Dei à Camila um relógio de sol. Li certa vez num almanaque que aqueles
que presenteavam a amada com relógio de sol faziam-no acompanhar de um
poema. Então escrevi um soneto.
Dizem que Josué, guerreiro intrépido
sucessor de Moisés, filho de Num
parou no céu o sol para matar
a todos inimigos de seu credo
bem outra coisa peço ao te dar
este velho relógio de sol, bronze
patinado pelos dias
Deixa o sol andar lamber os corpos
vagabundos em rede grande branca
com varandas de labirinto deixa
a areia escorrer e que venham cãs
rugas e manias
just as long as you grow old along with me
the best my dear true love is yet to be
PS:: Da série 'explicar estraga' (estraga?) : o soneto toma como mote o dístico "Grow old along with me / The best is yet to be", de resto o dístico mais frequente em relógios de sol mundo afora.
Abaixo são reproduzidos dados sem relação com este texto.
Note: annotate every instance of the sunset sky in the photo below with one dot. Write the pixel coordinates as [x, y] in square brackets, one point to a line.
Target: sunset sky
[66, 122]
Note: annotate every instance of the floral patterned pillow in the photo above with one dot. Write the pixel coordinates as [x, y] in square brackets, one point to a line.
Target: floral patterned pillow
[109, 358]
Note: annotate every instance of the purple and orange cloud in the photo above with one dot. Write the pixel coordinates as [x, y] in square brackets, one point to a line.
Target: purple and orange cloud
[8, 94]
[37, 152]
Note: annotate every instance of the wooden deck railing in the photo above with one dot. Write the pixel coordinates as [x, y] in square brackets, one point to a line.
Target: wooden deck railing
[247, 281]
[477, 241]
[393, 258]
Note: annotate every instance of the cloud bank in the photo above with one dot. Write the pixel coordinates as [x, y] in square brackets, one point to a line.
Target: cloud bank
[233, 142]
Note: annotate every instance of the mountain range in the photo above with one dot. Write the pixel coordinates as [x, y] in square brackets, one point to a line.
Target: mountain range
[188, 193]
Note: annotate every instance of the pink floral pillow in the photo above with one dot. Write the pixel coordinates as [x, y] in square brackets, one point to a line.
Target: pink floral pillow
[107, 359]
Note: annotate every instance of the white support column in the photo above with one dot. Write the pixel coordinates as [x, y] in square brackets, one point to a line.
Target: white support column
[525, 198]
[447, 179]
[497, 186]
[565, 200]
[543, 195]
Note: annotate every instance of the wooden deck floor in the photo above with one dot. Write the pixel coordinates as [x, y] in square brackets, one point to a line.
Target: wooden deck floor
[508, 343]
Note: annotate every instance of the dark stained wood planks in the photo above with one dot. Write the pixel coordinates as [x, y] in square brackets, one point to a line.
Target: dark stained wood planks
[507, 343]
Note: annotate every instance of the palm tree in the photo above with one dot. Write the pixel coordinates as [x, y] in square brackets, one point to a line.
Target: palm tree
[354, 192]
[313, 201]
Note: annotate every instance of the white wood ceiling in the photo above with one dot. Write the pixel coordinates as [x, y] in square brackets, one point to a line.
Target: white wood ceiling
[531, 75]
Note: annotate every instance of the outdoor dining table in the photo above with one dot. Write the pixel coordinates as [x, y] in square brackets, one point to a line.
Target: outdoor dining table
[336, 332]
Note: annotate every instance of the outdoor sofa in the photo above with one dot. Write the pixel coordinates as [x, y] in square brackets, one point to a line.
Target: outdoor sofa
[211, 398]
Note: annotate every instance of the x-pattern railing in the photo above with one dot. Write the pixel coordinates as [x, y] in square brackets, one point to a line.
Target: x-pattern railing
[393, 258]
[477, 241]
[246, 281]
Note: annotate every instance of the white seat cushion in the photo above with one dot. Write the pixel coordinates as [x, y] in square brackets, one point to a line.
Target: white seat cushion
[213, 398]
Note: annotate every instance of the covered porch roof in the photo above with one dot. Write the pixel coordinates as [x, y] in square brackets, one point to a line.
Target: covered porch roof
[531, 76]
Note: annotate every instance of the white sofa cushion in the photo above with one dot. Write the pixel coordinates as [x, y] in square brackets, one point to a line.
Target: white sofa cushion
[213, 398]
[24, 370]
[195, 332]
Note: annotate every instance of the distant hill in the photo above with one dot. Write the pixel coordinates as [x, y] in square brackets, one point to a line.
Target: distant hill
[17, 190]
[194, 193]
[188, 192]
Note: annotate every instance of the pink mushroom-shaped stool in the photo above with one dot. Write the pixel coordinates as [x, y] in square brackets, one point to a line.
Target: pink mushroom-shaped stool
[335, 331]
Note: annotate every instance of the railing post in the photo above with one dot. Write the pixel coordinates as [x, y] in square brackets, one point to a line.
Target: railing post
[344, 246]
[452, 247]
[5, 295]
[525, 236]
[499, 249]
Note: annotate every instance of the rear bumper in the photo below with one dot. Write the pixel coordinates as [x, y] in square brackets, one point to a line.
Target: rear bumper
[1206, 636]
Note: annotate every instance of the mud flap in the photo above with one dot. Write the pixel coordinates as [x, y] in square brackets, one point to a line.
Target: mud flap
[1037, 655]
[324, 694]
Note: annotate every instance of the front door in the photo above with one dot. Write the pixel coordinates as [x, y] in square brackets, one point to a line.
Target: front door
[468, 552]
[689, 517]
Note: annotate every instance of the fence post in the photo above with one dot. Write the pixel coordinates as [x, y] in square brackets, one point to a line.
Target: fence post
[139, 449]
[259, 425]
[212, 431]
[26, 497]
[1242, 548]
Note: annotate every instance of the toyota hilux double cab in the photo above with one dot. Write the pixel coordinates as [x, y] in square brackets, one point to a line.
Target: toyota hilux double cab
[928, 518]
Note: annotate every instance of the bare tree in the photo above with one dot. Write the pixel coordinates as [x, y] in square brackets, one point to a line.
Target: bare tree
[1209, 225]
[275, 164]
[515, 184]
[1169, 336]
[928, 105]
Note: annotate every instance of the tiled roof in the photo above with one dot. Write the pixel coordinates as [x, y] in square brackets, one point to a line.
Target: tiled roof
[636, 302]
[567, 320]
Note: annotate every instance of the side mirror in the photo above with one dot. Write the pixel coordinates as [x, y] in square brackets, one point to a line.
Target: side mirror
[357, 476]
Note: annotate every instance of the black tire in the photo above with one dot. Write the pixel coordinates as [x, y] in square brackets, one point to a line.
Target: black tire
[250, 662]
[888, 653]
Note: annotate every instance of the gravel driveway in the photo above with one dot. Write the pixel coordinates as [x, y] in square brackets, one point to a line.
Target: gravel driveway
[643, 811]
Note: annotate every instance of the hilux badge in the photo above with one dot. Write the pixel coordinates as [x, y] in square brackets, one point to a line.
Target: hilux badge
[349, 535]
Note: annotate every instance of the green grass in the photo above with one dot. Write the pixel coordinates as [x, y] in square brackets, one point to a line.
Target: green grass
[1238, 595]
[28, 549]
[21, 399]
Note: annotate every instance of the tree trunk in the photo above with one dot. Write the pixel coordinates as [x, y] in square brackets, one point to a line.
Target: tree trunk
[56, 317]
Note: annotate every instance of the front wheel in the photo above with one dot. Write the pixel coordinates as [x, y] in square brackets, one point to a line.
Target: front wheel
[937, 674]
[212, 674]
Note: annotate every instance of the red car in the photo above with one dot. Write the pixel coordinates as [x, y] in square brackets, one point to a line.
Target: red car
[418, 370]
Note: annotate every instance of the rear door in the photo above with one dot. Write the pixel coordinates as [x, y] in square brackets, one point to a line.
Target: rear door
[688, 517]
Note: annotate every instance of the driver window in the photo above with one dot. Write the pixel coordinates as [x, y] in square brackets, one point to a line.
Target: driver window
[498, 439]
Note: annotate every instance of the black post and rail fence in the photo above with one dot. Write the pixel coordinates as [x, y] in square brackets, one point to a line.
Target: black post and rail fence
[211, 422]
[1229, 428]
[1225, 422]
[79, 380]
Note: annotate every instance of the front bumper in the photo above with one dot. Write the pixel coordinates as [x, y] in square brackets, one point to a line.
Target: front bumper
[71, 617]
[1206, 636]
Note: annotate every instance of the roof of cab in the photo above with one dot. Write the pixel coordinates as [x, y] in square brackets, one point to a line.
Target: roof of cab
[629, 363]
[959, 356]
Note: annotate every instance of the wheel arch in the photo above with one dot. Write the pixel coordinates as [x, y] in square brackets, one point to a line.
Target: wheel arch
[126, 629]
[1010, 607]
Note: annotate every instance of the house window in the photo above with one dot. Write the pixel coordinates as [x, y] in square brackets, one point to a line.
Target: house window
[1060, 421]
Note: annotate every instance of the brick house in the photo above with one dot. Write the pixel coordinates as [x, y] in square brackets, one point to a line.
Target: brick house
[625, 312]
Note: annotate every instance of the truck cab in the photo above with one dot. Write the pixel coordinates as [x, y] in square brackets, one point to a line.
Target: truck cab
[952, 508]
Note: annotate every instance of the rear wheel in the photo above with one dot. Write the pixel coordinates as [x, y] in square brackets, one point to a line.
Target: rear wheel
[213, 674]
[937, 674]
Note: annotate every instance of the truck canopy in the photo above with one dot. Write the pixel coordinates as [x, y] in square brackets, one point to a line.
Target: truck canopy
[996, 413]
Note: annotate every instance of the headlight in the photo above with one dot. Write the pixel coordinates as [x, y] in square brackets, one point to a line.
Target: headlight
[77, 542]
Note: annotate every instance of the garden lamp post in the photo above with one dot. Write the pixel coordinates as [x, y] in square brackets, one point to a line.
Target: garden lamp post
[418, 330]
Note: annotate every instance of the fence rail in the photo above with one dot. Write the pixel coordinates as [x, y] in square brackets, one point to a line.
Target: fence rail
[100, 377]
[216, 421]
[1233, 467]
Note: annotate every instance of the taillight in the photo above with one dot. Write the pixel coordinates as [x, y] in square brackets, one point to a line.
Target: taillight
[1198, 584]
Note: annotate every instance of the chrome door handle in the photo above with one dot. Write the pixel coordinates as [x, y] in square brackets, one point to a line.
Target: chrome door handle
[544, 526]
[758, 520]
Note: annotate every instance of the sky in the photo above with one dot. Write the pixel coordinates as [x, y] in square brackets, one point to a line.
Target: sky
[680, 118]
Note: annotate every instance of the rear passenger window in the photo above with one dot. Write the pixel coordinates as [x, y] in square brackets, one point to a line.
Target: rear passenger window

Há também intertextualidade com o Josué da Bíblia, que parou o sol no céu, sendo que aqui peço o contrário. Por fim, o trecho em itálico foi tirado de um conto do Guimarães Rosa, um dos mais bonitos e o menos estudado. O conto? "Cara de Bronze". É que o relógio é de bronze, plé. Mas não foi só por isso: é que o Cara de Bronze pedira ao vaqueiro Grivo que corresse os gerais em busca de poesia.
Tem outro lance: escrito em óbvios decassílabos, tem lá uns dois versos que quebram a estrutura. Como que a dizer que escandir as sílabas de um verso é meio que contar o tempo. E o tempo nunca será linear. Principalmente se passado com namorada, em rede branca de varandas de labirinto.